Although the charge and spin of the proton have been extensively studied for decades, relatively little is known about its mass distribution. This is because gluons, which despite being massless provide a sizeable contribution to the proton’s mass, are neutral and thus cannot be studied directly using electromagnetic probes. The Jefferson team instead used the gluonic gravitational form factors (GFFs). Similar to electromagnetic form factors, which provide information about a hadron’s charge and magnetisation distributions, the GFFs (technically the matrix elements of the proton’s energy–momentum tensor) encode mechanical properties of the proton such as its mass, density, pressure and shear distributions.
To access the GFFs, the team measured the threshold cross section of exclusive J/ψ photoproduction at different energies by forcing photons with energies between 9.1 and 10.6 GeV to interact with a liquid hydrogen target. Gluons dominate the production of J/ψ at small momentum transfer since J/ψ mesons share no valence quarks with the proton. Due to the J/ψ’s vector quantum numbers, this process can occur at certain energies by gluons in scalar (dilaton-like) and tensor (graviton-like) states. The researchers fed their cross-section results into QCD models describing the gluonic GFFs and extracted the parameters defining the GFFs, enabling them to deduce one mass radius and one scalar radius.

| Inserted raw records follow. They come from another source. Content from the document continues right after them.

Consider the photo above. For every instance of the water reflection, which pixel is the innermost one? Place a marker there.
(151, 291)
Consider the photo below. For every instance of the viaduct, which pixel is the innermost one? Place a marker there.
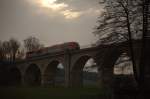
(42, 70)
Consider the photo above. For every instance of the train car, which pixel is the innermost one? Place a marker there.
(54, 48)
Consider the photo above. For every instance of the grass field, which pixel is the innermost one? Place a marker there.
(51, 93)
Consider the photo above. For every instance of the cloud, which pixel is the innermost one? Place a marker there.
(69, 9)
(69, 14)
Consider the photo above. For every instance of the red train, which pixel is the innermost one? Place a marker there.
(54, 48)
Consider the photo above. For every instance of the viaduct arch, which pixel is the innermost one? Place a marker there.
(44, 67)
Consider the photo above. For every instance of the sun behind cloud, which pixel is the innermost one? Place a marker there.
(51, 4)
(58, 8)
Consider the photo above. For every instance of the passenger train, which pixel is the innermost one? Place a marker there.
(54, 48)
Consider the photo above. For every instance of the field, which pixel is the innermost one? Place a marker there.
(51, 93)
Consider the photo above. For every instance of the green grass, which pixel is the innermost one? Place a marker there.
(51, 93)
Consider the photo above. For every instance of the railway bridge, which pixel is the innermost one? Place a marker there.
(41, 70)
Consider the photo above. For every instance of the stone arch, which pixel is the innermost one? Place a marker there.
(33, 75)
(77, 70)
(50, 76)
(14, 76)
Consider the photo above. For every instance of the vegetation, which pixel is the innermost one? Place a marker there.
(12, 50)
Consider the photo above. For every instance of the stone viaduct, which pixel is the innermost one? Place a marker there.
(41, 70)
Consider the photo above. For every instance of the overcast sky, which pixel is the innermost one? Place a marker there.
(52, 21)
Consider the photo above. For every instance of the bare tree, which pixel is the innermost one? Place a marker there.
(14, 45)
(6, 48)
(32, 43)
(121, 21)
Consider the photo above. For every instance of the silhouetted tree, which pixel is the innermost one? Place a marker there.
(9, 50)
(14, 45)
(6, 48)
(32, 43)
(121, 21)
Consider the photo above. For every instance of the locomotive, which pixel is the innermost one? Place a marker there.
(54, 48)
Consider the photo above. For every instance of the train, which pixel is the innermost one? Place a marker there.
(53, 49)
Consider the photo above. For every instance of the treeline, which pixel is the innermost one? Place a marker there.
(12, 49)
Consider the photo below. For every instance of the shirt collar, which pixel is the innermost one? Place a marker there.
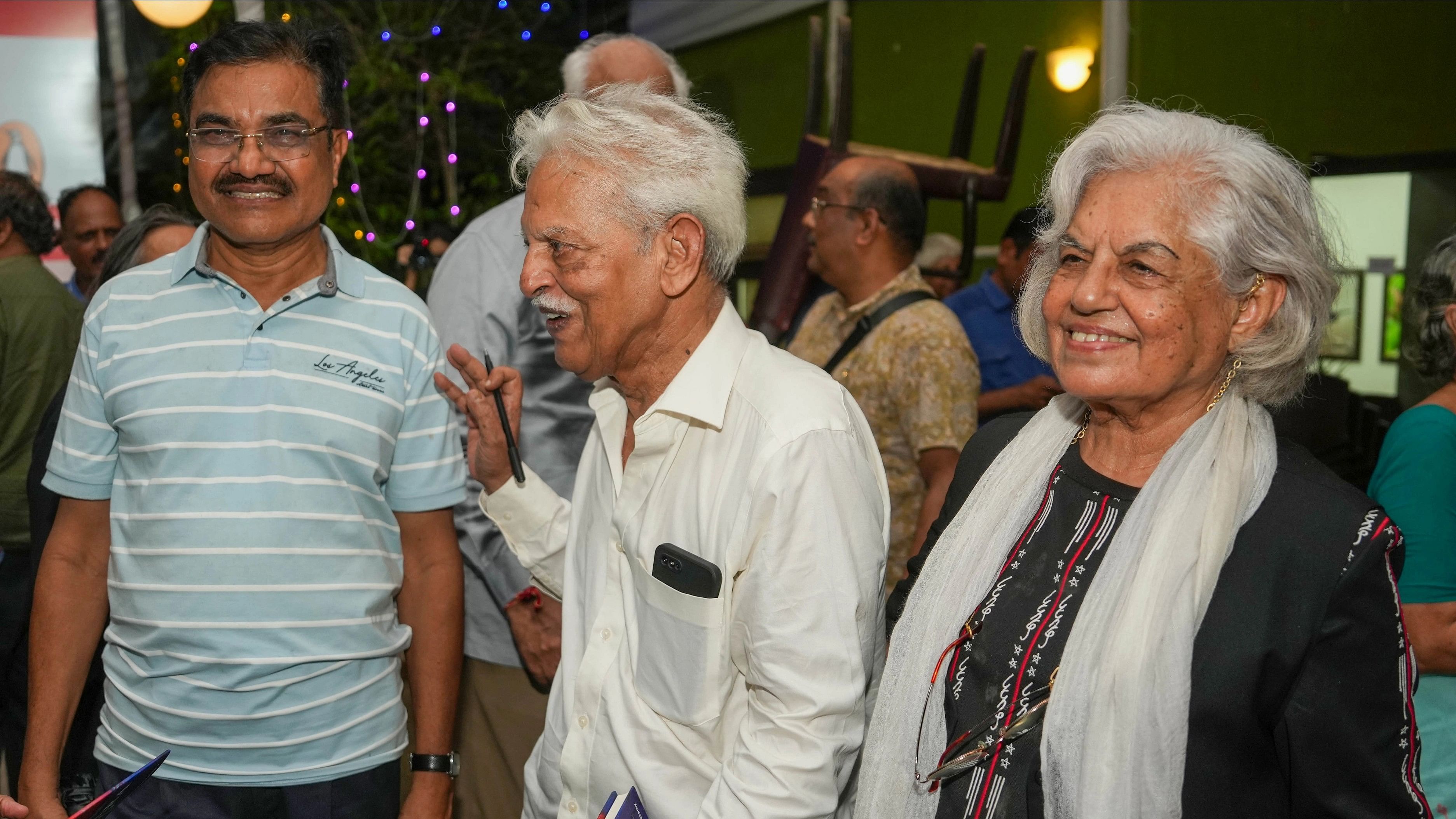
(341, 273)
(699, 391)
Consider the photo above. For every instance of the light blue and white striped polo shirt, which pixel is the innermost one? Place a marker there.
(254, 461)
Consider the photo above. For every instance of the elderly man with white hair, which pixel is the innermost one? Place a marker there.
(513, 634)
(721, 559)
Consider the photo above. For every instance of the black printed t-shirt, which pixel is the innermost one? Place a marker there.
(1302, 675)
(1024, 632)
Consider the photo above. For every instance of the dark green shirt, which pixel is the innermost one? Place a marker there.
(40, 325)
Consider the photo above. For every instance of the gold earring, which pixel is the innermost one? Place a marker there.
(1234, 371)
(1259, 282)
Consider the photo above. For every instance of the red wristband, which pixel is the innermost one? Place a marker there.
(529, 595)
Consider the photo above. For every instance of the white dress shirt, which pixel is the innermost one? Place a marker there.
(752, 704)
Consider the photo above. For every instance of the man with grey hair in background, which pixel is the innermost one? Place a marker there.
(723, 559)
(477, 302)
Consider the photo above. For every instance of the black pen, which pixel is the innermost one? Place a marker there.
(506, 428)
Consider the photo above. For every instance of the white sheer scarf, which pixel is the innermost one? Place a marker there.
(1117, 725)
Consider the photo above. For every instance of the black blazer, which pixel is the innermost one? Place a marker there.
(1302, 678)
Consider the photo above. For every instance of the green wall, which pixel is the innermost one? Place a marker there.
(1356, 78)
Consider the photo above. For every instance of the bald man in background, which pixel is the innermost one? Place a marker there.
(913, 374)
(513, 630)
(91, 219)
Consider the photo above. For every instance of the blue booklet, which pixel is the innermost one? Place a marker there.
(627, 807)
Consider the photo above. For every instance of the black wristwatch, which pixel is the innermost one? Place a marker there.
(436, 763)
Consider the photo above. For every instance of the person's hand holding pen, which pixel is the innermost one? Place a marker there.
(487, 454)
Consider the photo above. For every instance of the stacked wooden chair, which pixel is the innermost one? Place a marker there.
(785, 279)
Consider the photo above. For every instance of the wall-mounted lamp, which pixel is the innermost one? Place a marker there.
(172, 14)
(1069, 68)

We need a new generation of high-precision J/ψ experiments to get a better pictureZein-Eddine Meziani
The analysis revealed a scalar proton radius of 1 fm, which is substantially larger than both the charge radius (around 0.85 fm) and the proton mass radius (0.75 fm). This led the team to propose that the proton structure consists of three distinct regions: an inner core that makes up most of the mass radius and is dominated by the tensor gluonic field structure, followed by the charge radius resulting from the relativistic motion of quarks, all enveloped in a larger confining scalar gluon density.

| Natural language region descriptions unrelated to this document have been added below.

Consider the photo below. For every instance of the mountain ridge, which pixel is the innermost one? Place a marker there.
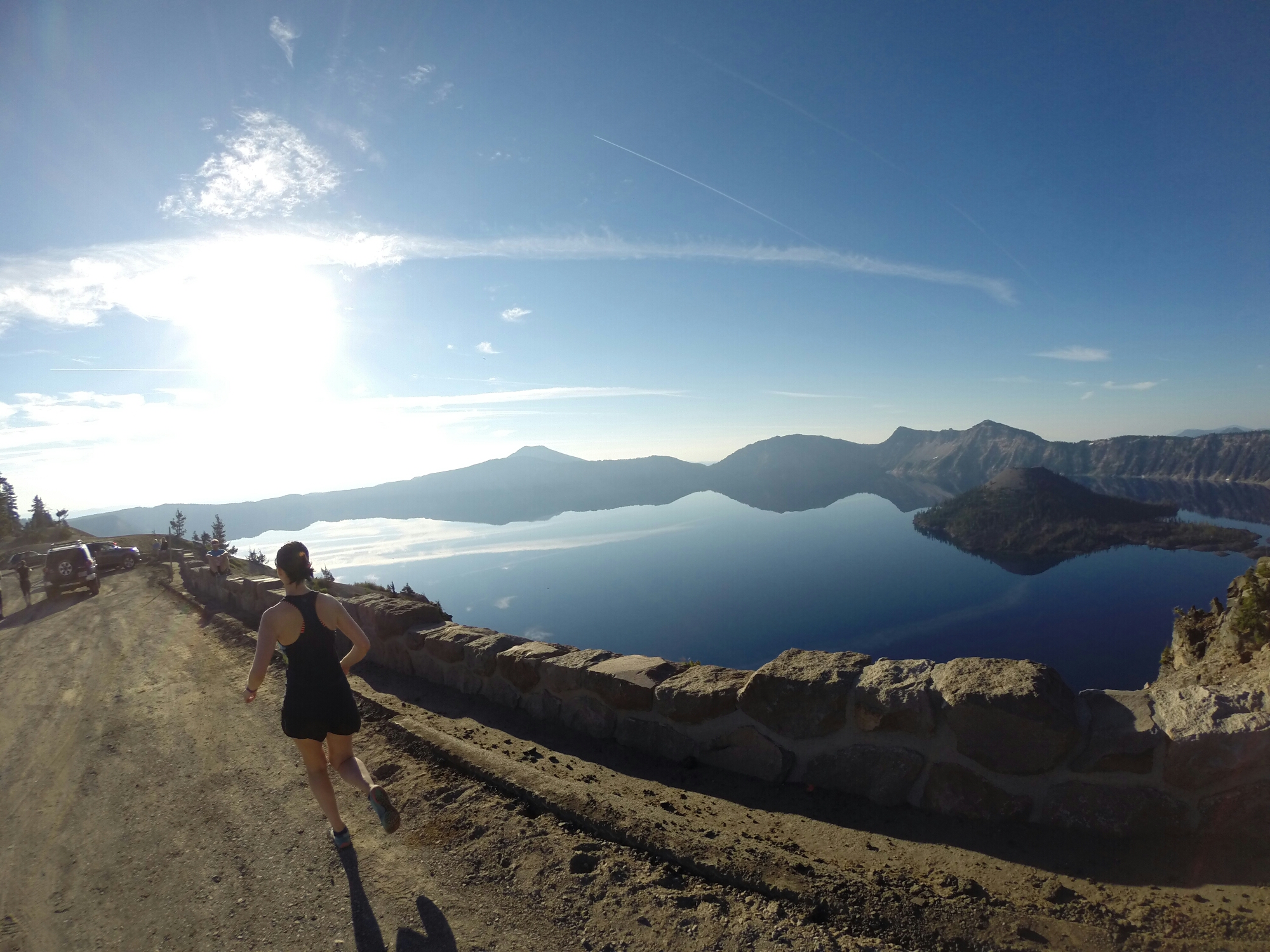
(782, 474)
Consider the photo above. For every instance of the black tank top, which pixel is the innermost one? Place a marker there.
(312, 659)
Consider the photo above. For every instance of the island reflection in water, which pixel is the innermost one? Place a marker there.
(714, 581)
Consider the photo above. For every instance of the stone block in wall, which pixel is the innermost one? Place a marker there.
(657, 739)
(481, 654)
(747, 751)
(566, 673)
(1112, 810)
(1120, 732)
(1217, 733)
(589, 715)
(1010, 717)
(628, 682)
(501, 691)
(803, 694)
(424, 663)
(542, 705)
(1240, 813)
(396, 616)
(269, 598)
(446, 644)
(882, 774)
(700, 694)
(957, 791)
(520, 666)
(896, 696)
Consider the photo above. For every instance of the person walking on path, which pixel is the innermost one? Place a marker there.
(25, 581)
(319, 705)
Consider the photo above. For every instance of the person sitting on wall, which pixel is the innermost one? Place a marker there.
(218, 559)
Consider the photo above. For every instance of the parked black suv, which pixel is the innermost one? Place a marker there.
(70, 567)
(111, 555)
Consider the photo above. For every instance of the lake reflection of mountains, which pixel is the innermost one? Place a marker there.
(912, 469)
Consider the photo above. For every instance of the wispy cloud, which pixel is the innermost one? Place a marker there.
(608, 247)
(420, 76)
(48, 440)
(267, 168)
(1144, 385)
(355, 138)
(1078, 354)
(811, 397)
(192, 281)
(284, 36)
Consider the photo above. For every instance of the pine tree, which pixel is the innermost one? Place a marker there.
(10, 519)
(40, 517)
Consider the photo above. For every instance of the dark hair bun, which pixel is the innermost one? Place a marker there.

“Given that the proton’s scalar gluon radius is the largest we need to understand how this converts to our understanding of the gluonic structure of nuclei. For example, what would be the scalar radius of 4He compared to its charge radius?” says study leader Zein-Eddine Meziani of Argonne. The team plans to extend its studies to include the J/ψ muon final state decay, doubling the statistics of the current measurement, and to extract the gluon pressure distribution. “It is hard to say much right now, but this is a field in its infancy and the direct role of gluons in nuclei is not well understood,” adds Meziani. “We need a new generation of high-precision J/ψ experiments to get a better picture.”